Calcium channel antibodies in patients with absence epilepsy

Tekturk P., Baykan B. , Ekizoglu E. , Ulusoy C. , Aydin-Ozemir Z., Icoz S., ...More

INTERNATIONAL JOURNAL OF NEUROSCIENCE, vol.124, no.7, pp.486-490, 2014 (Journal Indexed in SCI) identifier identifier identifier

  • Publication Type: Article / Article
  • Volume: 124 Issue: 7
  • Publication Date: 2014
  • Doi Number: 10.3109/00207454.2013.858337
  • Page Numbers: pp.486-490
  • Keywords: absence epilepsy, autoimmunity, channelopathy, SEIZURES, AUTOANTIBODIES, ENCEPHALITIS, DYSFUNCTION, CACNA1H


Autoimmunity has aroused interest in the last years as a contributory mechanism of epilepsy, especially in epilepsies with unknown cause or therapy resistance. Since the relationship of absence epilepsy (AE) with calcium channels is well established, we aimed to investigate related antibodies in patients diagnosed with AE. Consecutive patients with typical absence seizures having either childhood absence epilepsy (CAE) or juvenile absence epilepsy (JAE) with generalized spike and wave discharges on electroencephalography (EEG) were included after their consent. The patients were diagnosed according to the International League Against Epilepsy (ILAE) 2010 criteria. Antibodies against P-Q type voltage gated calcium channels (VGCC) and T-type VGCC subunit Cav3.2 (encoded by the CACNA1H gene) were investigated by RIA and ELISA, respectively. We searched for these antibodies in 32 patients with AE and 53 patients with focal epilepsy of unknown cause (FEOUC) as the disease control group; furthermore, 30 healthy persons served as the healthy controls.
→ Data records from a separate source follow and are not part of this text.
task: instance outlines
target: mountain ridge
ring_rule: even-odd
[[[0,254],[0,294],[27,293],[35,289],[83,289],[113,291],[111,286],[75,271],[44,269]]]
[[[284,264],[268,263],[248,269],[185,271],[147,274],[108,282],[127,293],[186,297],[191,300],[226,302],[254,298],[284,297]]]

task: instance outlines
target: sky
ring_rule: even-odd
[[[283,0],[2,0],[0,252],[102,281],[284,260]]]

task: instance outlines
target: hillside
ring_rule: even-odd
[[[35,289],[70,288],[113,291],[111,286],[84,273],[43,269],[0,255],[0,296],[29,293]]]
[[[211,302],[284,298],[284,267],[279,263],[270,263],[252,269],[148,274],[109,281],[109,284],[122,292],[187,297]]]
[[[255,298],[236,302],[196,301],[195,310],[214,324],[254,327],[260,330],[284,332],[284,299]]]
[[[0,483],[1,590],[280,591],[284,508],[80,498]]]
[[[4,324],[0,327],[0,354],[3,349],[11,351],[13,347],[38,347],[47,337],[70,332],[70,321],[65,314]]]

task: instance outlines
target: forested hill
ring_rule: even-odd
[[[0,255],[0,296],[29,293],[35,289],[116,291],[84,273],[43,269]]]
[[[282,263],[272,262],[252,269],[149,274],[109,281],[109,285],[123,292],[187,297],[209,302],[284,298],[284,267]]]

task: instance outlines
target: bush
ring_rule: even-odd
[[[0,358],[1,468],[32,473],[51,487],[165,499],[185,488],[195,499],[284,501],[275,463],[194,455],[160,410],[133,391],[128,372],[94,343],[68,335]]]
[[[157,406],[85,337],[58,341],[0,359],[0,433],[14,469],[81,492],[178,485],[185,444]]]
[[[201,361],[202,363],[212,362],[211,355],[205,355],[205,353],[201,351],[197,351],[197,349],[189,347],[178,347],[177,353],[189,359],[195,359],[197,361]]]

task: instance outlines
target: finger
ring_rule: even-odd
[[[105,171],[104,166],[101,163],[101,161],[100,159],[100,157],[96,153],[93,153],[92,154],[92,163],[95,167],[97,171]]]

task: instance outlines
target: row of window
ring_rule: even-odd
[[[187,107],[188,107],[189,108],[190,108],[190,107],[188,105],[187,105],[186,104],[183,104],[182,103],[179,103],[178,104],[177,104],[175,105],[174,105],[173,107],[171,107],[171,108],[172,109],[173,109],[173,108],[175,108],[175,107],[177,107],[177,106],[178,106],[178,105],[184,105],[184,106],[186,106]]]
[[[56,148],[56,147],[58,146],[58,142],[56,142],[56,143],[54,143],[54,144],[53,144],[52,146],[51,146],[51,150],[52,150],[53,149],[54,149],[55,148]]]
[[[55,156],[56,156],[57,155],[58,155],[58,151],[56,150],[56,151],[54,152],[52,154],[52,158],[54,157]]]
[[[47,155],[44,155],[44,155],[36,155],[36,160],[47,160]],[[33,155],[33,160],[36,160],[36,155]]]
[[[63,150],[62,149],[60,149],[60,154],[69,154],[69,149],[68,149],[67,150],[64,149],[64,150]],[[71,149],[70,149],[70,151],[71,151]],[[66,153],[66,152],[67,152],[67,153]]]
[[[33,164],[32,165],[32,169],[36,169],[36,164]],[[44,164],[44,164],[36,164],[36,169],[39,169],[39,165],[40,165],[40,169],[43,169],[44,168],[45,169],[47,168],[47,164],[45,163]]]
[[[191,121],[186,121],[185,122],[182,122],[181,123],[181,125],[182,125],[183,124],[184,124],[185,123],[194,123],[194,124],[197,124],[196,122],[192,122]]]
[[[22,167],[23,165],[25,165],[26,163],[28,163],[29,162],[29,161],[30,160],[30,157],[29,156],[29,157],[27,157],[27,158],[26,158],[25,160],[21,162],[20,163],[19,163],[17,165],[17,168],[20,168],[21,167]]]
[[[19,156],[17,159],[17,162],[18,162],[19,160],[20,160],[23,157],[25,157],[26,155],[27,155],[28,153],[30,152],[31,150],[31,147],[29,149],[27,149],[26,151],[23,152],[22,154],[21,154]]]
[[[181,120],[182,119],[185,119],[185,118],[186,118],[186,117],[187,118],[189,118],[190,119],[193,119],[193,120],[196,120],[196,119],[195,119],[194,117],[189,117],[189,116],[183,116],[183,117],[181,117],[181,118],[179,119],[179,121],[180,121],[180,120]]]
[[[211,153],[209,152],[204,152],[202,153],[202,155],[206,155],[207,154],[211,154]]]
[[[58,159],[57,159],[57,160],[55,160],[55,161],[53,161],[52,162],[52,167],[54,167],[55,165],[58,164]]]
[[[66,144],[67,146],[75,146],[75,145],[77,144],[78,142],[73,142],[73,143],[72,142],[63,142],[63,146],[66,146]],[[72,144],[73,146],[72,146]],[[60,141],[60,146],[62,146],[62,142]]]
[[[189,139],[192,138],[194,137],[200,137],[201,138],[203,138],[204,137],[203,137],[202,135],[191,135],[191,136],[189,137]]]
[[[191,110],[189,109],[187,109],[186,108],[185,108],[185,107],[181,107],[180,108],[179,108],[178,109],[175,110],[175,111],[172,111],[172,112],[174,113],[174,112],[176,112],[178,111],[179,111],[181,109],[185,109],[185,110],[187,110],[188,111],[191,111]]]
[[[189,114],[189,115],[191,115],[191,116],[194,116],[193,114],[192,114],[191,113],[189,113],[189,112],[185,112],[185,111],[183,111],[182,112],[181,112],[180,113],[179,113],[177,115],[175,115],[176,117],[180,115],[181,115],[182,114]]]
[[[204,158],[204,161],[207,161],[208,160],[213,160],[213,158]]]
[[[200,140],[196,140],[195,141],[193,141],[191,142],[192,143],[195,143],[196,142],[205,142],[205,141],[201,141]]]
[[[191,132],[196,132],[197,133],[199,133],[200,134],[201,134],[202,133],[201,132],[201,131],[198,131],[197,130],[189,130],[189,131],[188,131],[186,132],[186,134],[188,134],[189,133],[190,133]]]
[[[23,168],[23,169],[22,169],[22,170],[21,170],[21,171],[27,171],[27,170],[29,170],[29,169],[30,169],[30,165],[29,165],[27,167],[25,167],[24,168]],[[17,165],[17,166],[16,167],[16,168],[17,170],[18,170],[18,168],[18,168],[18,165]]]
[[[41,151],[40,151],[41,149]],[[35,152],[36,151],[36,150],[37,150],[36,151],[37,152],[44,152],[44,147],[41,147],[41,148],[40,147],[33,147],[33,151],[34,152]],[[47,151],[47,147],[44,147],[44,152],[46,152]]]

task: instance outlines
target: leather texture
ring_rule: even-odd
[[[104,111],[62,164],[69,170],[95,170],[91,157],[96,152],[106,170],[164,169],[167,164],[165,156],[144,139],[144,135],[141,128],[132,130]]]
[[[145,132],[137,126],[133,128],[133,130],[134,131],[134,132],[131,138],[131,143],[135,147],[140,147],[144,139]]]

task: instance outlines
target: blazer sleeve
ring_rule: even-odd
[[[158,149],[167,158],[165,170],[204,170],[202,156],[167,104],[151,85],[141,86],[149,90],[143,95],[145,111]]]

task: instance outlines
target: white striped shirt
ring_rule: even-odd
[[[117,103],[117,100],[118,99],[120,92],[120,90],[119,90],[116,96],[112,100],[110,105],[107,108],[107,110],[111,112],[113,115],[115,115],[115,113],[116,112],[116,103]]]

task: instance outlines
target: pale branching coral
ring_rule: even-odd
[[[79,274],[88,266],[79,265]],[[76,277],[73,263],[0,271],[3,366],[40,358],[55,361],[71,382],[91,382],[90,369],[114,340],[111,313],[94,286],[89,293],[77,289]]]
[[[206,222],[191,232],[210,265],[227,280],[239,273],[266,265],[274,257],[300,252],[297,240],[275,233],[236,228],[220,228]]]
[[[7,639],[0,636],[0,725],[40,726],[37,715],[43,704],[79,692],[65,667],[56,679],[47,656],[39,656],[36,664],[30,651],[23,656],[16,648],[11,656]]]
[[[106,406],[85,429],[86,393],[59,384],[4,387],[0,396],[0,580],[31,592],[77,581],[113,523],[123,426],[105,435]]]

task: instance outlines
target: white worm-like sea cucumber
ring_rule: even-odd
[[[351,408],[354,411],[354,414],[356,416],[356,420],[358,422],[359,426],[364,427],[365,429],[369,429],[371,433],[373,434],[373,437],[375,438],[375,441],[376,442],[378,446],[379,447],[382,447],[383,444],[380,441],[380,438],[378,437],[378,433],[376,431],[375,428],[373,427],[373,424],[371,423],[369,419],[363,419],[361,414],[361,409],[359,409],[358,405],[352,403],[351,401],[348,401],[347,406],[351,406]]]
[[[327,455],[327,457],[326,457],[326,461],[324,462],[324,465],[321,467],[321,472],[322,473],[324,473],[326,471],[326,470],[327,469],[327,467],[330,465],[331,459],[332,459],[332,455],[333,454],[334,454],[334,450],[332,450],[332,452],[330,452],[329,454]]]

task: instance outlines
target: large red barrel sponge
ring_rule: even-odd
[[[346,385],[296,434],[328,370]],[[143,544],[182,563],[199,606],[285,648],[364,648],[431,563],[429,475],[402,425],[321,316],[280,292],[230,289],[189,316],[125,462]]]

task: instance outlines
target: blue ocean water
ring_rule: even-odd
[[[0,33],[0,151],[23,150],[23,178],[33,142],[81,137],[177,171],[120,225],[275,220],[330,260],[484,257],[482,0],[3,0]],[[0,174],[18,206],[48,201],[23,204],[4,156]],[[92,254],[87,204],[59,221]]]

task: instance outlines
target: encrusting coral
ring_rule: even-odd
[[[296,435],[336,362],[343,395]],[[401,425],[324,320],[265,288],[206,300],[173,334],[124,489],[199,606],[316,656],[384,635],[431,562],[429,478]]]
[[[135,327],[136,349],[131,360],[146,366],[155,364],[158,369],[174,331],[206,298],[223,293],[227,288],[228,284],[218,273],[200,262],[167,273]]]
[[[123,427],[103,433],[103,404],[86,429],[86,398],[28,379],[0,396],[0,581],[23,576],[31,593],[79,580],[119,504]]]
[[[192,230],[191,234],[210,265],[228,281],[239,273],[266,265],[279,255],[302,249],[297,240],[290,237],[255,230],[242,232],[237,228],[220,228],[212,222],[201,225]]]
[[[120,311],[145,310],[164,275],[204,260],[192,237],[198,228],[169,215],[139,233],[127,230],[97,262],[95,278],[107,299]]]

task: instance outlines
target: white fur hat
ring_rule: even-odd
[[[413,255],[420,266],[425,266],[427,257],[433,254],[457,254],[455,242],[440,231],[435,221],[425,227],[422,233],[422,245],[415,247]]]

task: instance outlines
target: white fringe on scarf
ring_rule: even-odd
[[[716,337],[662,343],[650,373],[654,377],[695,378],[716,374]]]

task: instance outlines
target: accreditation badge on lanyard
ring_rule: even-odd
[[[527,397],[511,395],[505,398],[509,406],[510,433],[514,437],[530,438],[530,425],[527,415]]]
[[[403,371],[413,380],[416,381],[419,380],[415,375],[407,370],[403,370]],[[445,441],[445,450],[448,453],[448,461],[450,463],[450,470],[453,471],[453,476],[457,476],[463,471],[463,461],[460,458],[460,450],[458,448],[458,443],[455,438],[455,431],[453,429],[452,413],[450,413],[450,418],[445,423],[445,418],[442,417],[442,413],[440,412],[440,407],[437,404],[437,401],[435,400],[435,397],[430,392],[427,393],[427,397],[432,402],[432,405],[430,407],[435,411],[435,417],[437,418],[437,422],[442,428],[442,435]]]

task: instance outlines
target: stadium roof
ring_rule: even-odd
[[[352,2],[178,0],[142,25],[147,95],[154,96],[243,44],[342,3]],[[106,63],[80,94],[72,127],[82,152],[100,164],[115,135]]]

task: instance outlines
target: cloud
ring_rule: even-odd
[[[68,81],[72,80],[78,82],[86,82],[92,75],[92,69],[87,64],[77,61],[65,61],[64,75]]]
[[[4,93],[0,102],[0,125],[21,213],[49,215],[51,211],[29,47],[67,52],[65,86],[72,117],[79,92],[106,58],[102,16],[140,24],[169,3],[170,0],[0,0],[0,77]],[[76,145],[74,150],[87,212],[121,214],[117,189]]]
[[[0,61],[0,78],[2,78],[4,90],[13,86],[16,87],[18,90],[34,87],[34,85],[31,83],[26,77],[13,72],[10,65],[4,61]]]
Eleven patients (34.3%) with AE had CAE and the remaining patients had JAE. Only a 47-year-old female FEOUC patient, who also had systemic lupus erythematosus with normal MRI scans showed antibodies against P-Q type VGCC, whereas no antibody positivity could be found in other FEOUC and AE patients and healthy controls. Our results might suggest that calcium channel antibodies do not play an important role in the pathophysiology of AE. Further studies with larger groups of other epileptic syndromes are needed to confirm our results.